Jak informuje dziennik Kommiersant pod znakiem zapytania jest rozegranie spotkań piłkarskich w Kaliningradzie podczas mistrzostw świata w piłce nożnej w 2018 roku. A szkoda, bo do Kaliningradu mamy blisko.
Jak informuje gazeta z listy miast gospodarzy ma wypaść Wołgograd i Kaliningrad. Taką informację – jak podaje gazeta – przekazał prezydentowi Federacji Rosyjskiej Sepp Blatter, szef FIFA. Początkowo planowano, że mecze Pucharu Świata odbędą się w 11 miastach w Rosji na dwunastu stadionach. Aby to było wykonalne Rosjanie planują budowę stadionów w Niżnym Nowogrodzie, Rostowie nad Donem, Kaliningradzie, Wołgogradzie, Jekaterynburgu, Samarze i Sarańsku (mecze mają być rozgrywane także na gotowych stadionach w Moskwie, Sankt Petersburgu, Soczi i Kazaniu).
Na budowę siedmiu nowych stadionów Rosja przeznaczy 100 miliardów rubli, choć i to może nie być wystarczające, bo miasta – gospodarze już narzekają, że koszty budów są zaniżone.
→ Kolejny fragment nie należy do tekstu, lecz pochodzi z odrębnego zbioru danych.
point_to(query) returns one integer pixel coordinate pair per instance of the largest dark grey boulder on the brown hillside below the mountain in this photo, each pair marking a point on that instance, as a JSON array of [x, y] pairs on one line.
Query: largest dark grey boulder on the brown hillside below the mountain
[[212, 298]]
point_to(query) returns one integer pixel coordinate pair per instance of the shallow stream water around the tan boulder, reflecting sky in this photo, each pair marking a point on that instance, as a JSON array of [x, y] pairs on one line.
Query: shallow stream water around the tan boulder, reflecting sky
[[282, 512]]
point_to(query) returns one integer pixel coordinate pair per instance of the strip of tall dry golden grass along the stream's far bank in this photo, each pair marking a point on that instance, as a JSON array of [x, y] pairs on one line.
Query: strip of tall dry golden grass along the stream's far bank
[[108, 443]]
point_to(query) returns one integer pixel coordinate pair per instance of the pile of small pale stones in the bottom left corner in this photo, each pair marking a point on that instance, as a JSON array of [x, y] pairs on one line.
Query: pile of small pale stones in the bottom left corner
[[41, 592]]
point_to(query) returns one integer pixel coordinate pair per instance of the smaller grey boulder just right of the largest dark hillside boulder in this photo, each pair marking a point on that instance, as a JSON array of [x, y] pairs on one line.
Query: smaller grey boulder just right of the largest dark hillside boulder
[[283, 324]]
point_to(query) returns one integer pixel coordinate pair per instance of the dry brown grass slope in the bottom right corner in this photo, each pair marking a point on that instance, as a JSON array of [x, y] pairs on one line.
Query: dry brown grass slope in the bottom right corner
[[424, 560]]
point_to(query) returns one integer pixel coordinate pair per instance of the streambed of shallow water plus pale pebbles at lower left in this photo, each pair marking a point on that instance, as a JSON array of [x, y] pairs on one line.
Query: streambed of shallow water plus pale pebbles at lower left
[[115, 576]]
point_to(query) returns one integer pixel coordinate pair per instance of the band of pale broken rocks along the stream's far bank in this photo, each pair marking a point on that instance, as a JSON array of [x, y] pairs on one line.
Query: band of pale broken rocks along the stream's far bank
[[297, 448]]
I to – w ocenie Kommiersanta – może być przyczyną rezygnacji z Kaliningradu. Choć nie powinno być to problemem w myśl zasady „zastaw się a postaw się”, bo organizując igrzyska zimowe w Soczi Rosjanie kilkakrotnie przekroczyli budżet, płacąc za nie 51 miliardów dolarów. Okazuje się, że to najdroższe igrzyska w historii!
Mistrzostwa Świata w Rosji odbędą się w 2018 roku. Mieszkańcy regionu, korzystając z ułatwień wizowych w postaci umowy o małym ruchu granicznym, mieliby szansę obejrzeć mistrzostwa w Kaliningradzie, bez ponoszenia dodatkowych kosztów. Być może jednak i regulacje wizowe nie będą problemem i Rosja otworzy swoje granice dla kibiców piłkarskich, tak jak zrobiła to w tym roku reżimowa Białoruś, pozwalając na wjazd bezwizowy na mistrzostwa świata w hokeju na lodzie. Wystarczyło tylko przedstawić bilet na spotkanie.
Ostateczna decyzja o tym, czy Kaliningrad będzie gościł najlepszych piłkarzy ma zapaść we wrześniu.